Die Stadtbevölkerung in europäischen Städten wächst. Dies ist eine große Herausforderung für die Organisation des öffentlichen Nahverkehrs. Für eine umweltfreundliche und CO2-reduzierte Verkehrsentwicklung ist die Einführung von Alternativen für herkömmliche PKW unabdingbar. Ein zentraler Aspekt ist die Förderung der Kombination verschiedener Transportmöglichkeiten wie Öffentlicher Personennahverkehr, Radverkehr und neue Mobilitätsszenarien.
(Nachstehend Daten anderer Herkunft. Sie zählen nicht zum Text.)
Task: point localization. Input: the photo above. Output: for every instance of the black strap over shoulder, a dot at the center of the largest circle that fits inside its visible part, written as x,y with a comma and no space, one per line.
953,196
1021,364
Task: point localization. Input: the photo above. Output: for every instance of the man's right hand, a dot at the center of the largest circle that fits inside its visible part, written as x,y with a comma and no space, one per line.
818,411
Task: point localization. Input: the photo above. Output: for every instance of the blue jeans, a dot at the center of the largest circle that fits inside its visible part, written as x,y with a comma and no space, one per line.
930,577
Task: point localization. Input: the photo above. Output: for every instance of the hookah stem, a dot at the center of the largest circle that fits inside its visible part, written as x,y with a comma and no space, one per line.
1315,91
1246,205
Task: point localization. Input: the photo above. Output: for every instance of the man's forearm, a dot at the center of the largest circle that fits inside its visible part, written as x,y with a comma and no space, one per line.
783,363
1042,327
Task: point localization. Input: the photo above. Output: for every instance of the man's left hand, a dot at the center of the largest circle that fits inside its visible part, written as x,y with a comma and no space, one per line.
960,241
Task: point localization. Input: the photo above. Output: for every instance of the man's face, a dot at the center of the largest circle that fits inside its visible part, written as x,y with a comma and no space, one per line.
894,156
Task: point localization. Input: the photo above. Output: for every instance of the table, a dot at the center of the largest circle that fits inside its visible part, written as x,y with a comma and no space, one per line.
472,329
Ein Stichwort ist hier der integrative Ansatz des Mobilitätsmanagements.

 

Das Hauptziel des Projekts (Laufzeit 01/2017 – 12/2021) ist die Einführung des Mobilitätsmanagements in die Stadtentwicklung und -planung durch: Analyse, Austausch und Verbreitung von bewährten Verfahrensweisen (good practices) welche die Effektivität der Strategien im Feld des CO2-armen Transports steigern. Die bewährten Verfahrensweisen werden von den Partnern auf der lokalen, regionalen, nationalen und europäischen Ebene in den folgenden Bereichen erfasst: Verhaltensänderung, Regierungsführung und Teilhabe, E-Mobilität, PKW-Verminderung (Gehen, Radverkehr) und Öffentlicher Nahverkehr.

 

Die Partner kommen aus sechs verschiedenen Ländern und es werden sieben regionale Aktionspläne erstellt

Partner: Aufbauwerk Region Leipzig GmbH (DE); Stadt Leipzig, Verkehrs- und Tiefbauamt (DE); Regionale Entwicklungsagentur Sinergija (SI); FAMCP Federation of Municipalities, Regions and Provincies of Aragón (ES); Stadt Lublin (PL); Stadt Genua (IT); Stadt Liberec (CZ).